Review: Vivien Horler
Love Marriage, by Monica Ali (Virago)
Some books you read through a sense of duty, others you read for fun but can easily put aside, and some fully engage you so that each time you return to them it is with interest and joy.
Love Marriage, in which Monica Ali once again explores the theme of Muslim minorities in Britain among other topics, was one of those, a novel that engrossed me.
Yasmin Ghorami and her fiance Joe Sangster, both young London doctors, are planning their wedding. Yasmin’s parents, immigrants from India, seem not too bothered that she is marrying a non-Muslim, and Joe’s writer mother Harriet, wealthy, an outspoken feminist and force of nature, seems positively to welcome the prospect of a “mixed” marriage.
Yasmin believes the fact her parents, back in India, had a love marriage, is behind the fact they seem to welcome Joe into the family.
But she is concerned as to how the families will mesh. While Harriet is outspoken and quite capable of showing Yasmin’s parents her collection on Indian erotica, Yasmin’s family the very opposite. And Yasmin cringes at the prospect of her mother taking carrier bags and Tupperwares full of Indian delicacies to the dinner where the parents will meet for the first time.
Joe is only the third man Yasmin has slept with, and she is hugely grateful for his niceness, his concern and his love. But of course not everything is as wonderful in their world as it first appears. Joe, it turns out, has a secret, and when Yasmin finds it out, she is devastated.

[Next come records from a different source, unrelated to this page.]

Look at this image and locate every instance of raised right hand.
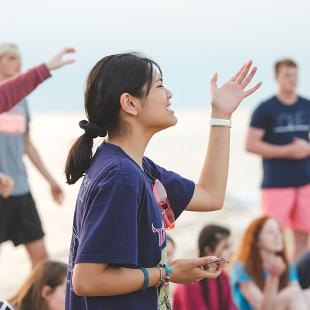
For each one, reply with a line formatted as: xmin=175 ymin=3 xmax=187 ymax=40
xmin=169 ymin=256 xmax=222 ymax=284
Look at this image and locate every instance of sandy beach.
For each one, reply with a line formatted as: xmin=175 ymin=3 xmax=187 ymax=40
xmin=0 ymin=108 xmax=266 ymax=297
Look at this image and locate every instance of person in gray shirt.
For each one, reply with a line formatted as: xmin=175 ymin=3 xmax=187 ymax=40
xmin=0 ymin=44 xmax=73 ymax=266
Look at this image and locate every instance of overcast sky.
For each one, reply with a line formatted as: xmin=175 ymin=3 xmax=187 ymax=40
xmin=0 ymin=0 xmax=310 ymax=111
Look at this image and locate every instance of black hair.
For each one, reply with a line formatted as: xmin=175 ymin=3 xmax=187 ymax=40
xmin=65 ymin=53 xmax=162 ymax=184
xmin=198 ymin=224 xmax=230 ymax=309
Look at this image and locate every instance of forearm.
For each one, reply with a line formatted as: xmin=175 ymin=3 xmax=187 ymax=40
xmin=246 ymin=141 xmax=288 ymax=159
xmin=26 ymin=144 xmax=55 ymax=184
xmin=72 ymin=266 xmax=160 ymax=296
xmin=0 ymin=64 xmax=50 ymax=113
xmin=198 ymin=122 xmax=230 ymax=209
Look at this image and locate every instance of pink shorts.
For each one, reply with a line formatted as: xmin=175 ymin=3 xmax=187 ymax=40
xmin=261 ymin=184 xmax=310 ymax=232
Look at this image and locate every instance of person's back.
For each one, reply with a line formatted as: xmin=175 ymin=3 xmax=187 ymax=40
xmin=0 ymin=100 xmax=30 ymax=196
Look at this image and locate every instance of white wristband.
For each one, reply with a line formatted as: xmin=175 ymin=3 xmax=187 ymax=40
xmin=210 ymin=118 xmax=231 ymax=128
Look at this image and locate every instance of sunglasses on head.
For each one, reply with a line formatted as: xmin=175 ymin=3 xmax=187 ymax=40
xmin=152 ymin=179 xmax=175 ymax=230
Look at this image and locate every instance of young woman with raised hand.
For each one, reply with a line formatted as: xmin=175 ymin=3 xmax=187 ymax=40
xmin=66 ymin=53 xmax=261 ymax=310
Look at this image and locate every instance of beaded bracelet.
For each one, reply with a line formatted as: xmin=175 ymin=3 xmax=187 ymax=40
xmin=159 ymin=264 xmax=173 ymax=288
xmin=155 ymin=266 xmax=163 ymax=287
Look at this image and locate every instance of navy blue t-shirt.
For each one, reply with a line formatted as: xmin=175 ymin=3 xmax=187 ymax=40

It’s not only her relationship that is taking taking strain. Her work in the dementia ward at St Barnabas Hospital is stressful and bedevilled by vindictive boss and a shortage of staff.
Things get worse when the white relative of a patient demands to see “a proper British doctor”, and waves off Yasmin’s explanation that she is both British born and trained. This prompts Yasmin to speak to her sharply, a complaint is lodged, and Yasmin is sent on a sensitivity training course.
The issues of racism, racial micro-aggression and micro-insults also outrage Yasmin’s younger brother Arif, who claims to be making a documentary on Islamophobia. Arif tells Yasmin angrily: “Then there’s micro-insults which are unconscious, so the perpetrators aren’t even aware, but they micro-insult you by saying you speak really good English, or telling you you’re not really like a Muslim person at all because you’re so cool.”
Food for thought in our own society.
And there’s trouble at home too. Yasmin’s father, a GP, is appalled at Arif’s lack of ambition and his apparent failure to grow up. Things become much worse when it emerges Arif has made his girlfriend pregnant, and everyone’s too scared to tell Baba. Then when he comes home unepectedly early one day and finds his wife and daughter entertaining pregnant Lucy to tea, Baba is enfuriated not just at the pregnancy but at the fact the family had kept it secret from him.
When a raging Baba orders Arif out of the house and tells him not to come home again, Ma says if her son is no longer welcome in the family home, then neither is she. And she leaves.
Can any of the relationships be saved? Ali writes brilliantly about the ups and downs of family life, and also of the strains in a family where the parents are grateful for the life they have made in another country, while the locally born children have to learn to deal with the “micro-aggressions and micro-insults” they regularly encounter.
This is a wonderul, rich novel, full of extraordinarily drawn and realised characters and complications. I loved it.
I’ve just finished reading this. I love the gentle way Ali writes the spoken words of Baba and Ma, making them sound unmistakably indian without caricaturing or mocking. Beautifully done.